Quotes
“This ‘Dan Brown style’ thriller is delivered with a decided wink…The audio shines…Narrator Bronson Pinchot revels in the novel’s absurdist mix. In one memorable scene, his characters deliver esoteric exposition against the increasingly disruptive backdrop of other characters who are engaged in less academic activities.” AudioFile
“At once a buddy-cop plot, a fish-out-of-water comedy, and a spy thriller…[with] amusing, sometimes scabrous, satirical portraiture of illustrious figures…Knowing, antic, amusingly disrespectful, and increasingly zany as it goes on.” New York Times
“The most outrageously entertaining novel of the year, a defamatory fantasy about the supposed secret lives of eminent post-structuralists. A joy.” Guardian (London)
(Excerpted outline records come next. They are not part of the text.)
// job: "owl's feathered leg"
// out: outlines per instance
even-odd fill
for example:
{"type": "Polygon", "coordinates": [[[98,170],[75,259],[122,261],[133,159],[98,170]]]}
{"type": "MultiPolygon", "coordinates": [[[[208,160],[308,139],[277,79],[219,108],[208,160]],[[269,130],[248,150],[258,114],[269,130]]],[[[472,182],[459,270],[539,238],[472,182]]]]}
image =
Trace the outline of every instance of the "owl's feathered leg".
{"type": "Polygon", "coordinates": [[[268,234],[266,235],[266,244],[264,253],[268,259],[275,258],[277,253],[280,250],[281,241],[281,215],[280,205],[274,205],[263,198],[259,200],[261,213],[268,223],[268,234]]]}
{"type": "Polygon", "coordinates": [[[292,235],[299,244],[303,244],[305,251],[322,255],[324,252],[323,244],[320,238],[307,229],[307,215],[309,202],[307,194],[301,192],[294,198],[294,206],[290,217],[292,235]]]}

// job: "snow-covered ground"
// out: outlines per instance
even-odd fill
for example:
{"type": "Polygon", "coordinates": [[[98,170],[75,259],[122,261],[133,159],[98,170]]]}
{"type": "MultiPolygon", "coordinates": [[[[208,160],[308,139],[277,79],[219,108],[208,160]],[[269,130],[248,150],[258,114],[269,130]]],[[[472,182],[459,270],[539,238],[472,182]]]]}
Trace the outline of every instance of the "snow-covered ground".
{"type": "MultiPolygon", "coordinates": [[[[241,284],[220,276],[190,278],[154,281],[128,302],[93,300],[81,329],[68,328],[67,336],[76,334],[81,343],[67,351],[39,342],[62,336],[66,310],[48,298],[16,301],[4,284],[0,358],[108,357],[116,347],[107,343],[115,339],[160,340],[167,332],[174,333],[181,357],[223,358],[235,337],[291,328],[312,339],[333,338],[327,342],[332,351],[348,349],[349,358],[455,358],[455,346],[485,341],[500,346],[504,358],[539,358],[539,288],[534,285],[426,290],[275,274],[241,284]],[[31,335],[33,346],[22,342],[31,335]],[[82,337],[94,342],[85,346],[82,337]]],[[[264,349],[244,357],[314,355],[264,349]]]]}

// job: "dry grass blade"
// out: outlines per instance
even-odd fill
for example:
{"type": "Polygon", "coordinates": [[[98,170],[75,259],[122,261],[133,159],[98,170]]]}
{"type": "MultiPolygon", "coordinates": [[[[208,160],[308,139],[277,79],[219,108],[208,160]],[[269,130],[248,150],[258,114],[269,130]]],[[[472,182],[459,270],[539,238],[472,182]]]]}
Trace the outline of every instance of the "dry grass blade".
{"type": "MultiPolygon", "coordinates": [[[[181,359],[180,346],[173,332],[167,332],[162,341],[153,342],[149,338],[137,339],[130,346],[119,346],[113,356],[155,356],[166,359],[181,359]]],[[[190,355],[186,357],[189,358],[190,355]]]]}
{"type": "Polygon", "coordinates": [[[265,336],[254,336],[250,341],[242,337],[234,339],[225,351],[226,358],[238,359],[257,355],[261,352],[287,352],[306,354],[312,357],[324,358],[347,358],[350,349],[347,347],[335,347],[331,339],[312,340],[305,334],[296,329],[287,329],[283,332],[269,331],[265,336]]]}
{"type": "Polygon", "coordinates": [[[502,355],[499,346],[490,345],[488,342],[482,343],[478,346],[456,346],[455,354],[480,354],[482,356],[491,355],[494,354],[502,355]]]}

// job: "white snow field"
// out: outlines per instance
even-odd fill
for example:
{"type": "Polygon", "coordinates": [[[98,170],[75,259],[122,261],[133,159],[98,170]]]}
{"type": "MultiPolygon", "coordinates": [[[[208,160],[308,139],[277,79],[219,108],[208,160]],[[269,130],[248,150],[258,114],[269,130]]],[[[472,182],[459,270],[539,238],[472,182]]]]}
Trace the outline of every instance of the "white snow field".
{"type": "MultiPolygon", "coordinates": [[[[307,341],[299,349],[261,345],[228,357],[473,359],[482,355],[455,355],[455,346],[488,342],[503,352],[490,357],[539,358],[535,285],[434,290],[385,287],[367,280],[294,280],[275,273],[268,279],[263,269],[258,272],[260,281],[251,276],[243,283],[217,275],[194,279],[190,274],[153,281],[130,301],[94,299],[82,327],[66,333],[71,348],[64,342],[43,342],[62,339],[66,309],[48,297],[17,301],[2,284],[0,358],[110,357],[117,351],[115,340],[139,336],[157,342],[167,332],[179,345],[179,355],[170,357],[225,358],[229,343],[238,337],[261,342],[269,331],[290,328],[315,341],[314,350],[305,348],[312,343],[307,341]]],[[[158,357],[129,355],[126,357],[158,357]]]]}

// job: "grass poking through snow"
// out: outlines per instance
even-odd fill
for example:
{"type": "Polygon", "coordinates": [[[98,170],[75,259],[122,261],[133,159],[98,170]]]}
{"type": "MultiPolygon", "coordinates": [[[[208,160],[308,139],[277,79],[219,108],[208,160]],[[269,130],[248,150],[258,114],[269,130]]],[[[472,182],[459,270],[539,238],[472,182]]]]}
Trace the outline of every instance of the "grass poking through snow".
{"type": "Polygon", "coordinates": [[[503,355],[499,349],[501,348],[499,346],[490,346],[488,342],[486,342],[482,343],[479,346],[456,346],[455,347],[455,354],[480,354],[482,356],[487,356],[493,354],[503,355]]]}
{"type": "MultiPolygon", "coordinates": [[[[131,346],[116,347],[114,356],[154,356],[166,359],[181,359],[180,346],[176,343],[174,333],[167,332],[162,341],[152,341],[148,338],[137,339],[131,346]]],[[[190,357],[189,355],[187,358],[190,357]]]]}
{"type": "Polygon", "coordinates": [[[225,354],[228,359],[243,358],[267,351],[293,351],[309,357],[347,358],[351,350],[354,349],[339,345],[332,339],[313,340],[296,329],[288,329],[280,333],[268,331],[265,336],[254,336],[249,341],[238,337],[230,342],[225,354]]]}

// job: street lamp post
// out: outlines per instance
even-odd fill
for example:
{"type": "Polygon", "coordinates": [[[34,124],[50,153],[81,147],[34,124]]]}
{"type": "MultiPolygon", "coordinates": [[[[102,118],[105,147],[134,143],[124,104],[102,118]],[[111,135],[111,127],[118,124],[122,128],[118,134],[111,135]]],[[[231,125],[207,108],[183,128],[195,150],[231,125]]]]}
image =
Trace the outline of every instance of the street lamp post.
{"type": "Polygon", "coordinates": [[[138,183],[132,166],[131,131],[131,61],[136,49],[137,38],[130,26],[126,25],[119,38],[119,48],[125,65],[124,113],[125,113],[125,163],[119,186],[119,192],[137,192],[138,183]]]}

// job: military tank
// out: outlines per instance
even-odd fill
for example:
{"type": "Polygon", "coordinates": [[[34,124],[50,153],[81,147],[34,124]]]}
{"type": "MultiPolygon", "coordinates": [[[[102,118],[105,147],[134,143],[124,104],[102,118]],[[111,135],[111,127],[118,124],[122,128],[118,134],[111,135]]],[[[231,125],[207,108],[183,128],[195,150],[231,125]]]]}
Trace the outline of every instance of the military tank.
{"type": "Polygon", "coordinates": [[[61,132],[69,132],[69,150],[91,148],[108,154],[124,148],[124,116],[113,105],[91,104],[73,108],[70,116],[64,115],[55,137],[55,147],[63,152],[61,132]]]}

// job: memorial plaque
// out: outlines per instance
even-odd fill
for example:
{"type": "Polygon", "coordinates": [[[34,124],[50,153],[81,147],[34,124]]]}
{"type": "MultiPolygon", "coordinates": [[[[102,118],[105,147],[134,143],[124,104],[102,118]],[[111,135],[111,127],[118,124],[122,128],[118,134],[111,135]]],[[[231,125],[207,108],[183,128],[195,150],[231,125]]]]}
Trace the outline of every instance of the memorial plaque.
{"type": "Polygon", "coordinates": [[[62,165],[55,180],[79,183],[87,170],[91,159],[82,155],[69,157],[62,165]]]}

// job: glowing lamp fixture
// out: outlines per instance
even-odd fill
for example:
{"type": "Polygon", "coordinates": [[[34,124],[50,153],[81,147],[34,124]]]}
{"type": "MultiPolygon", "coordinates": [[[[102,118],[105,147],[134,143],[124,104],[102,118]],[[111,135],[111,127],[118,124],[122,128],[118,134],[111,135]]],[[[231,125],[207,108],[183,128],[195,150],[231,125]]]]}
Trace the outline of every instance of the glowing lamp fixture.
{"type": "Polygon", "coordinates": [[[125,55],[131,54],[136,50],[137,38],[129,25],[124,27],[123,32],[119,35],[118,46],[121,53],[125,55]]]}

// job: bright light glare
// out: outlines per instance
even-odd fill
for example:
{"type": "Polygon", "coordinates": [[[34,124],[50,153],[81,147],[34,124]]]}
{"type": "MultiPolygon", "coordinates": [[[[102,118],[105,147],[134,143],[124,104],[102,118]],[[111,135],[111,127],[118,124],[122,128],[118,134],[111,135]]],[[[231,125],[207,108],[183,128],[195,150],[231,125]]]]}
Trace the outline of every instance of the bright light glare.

“An intellectual thriller that will be catnip to serious readers…There’s so much fun to be had in The Seventh Function of Language, compellingly brought into English by Sam Taylor. Foucault, and Sollers, in particular, come across as wildly comic figures.” Washington Post
“An affectionate send-up of an Umberto Eco–style intellectual thriller that doubles as an exemplar of the genre, filled with suspense, elaborate conspiracies, and exotic locales.” Esquire
“A rollicking crime caper…It had me rolling on the floor of the Paris Metro when I read it.” Observer (London)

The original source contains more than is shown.